We maintained cells on plates of TAP media with 1.5% agar under a 12/12-hr light-dark cycle at ambient temperature. One day prior to experimentation, we seeded cells in 3 mL of liquid TAP media or sterile water and grew them at ambient temperature under a 12/12-hr light-dark cycle while rotating at 46 rpm at a ~120° angle in a rotator drum. The next day, we measured the optical density at 730 nm for each strain using a SpectraMax iD3 plate reader (Molecular Devices). We diluted dense cultures to have equal concentrations of cells. We conducted a serial dilution of the samples, following a progressive pattern of (1:1, 1:2, 1:4, 1:8, 1:16) to gradually reduce the concentration at each successive step In either water or TAP. We spotted samples grown under each condition onto nine agar plates per growth medium in 10 μL volumes. We kept plates at ambient temperature overnight to allow spots to dry.

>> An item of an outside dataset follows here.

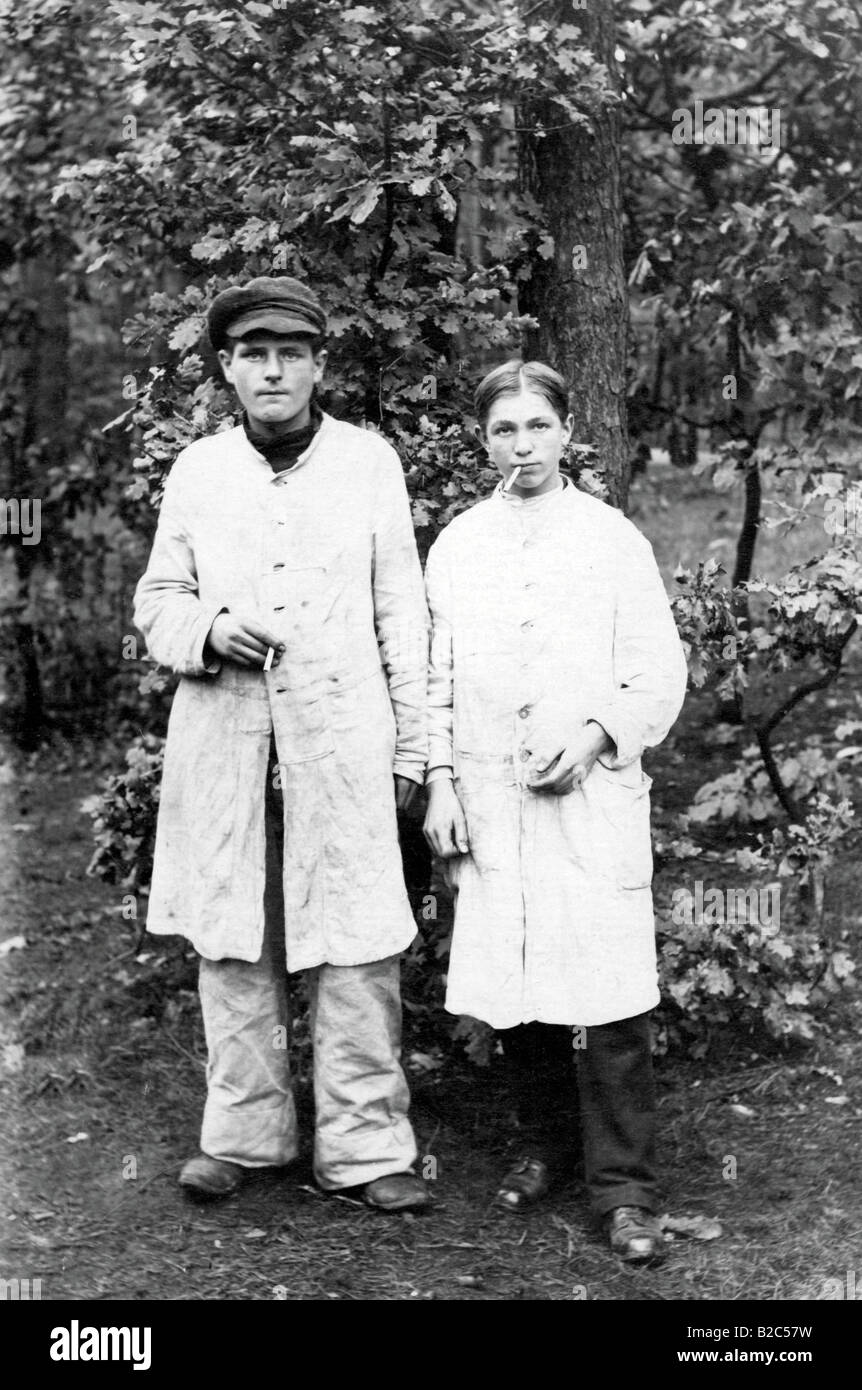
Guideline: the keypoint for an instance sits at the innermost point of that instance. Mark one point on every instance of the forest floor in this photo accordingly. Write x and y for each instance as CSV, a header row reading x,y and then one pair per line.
x,y
102,1083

The next day, we flipped and sealed plates. We then grew three plates from each group at 17 °C or ambient temperature under a 12/12-hr light-dark cycle or at 24 °C under constant illumination. For the 17 °C condition, we grew cells in an incubator (internal dimensions 28 × 25 × 36 cm) equipped with three dimmable LED strips (48 LEDs/strip) emitting the full spectrum of visible light. Our light meter read the luminosity at 1,800 lux in this enclosed environment. We allowed cells to grow for 16–40 days, depending on the initial cell concentration, and then imaged the plates using an Azure 600 imaging system (Azure Biosystems) under “true color imaging” settings.

Detergent treatment

We grew cells in liquid TAP media for 10 days while shaking under a 12/12-hour light-dark cycle at ambient temperature. On the day of the experiment, we measured the OD₇₃₀ of each species to confirm similar cell densities. We collected cells for each reaction through centrifugation at 3,500 × g for five minutes and then resuspended the cells in 100 uL of reaction buffer (20 mM Tris-HCl; 5 mM CaCl₂; 5 mM MgCl₂). We next added an equal volume of 0.1% Triton X-100 (bringing its final concentration to 0.05%) to treated cells or an equal volume of reaction buffer to control cells. We vortexed all cells for one minute using the Scientific Industries Disruptor Genie at 3,000 rpm. We immediately collected cells by centrifugation at 13,000 × g for five minutes. We transferred 100 μL of supernatant from each reaction across a 96-well plate and measured the OD₄₃₅ using a Molecular Devices SpectraMax ID3 plate reader ( Absorption, Endpoint, Lm1: 435 nm; PathCheck: On; Detection Method: Precise; Shake Before: 00:05 [high intensity]). We subtracted the OD₄₃₅ of reaction buffer or reaction buffer with 0.05% Triton X-100 from each measurement. We performed statistical analyses using GraphPad Prism. Briefly, we tested for normality using a Shapiro-Wilk test, which revealed that the distribution of untreated C. reinhardtii (+) was not normal. We performed the non-parametric ANOVA (Kruskal–Wallis test) and Dunn’s multiple comparisons test. The post-hoc test adjusts for multiple comparisons, controlling for type I errors (at 0.05). Asterisks in figures indicate the adjusted p values as follows: *p < 0.05, ns means not significant.

Microscopy

Sample prep: Media-dependent morphologies (Figure 5, Video 1, Video 2)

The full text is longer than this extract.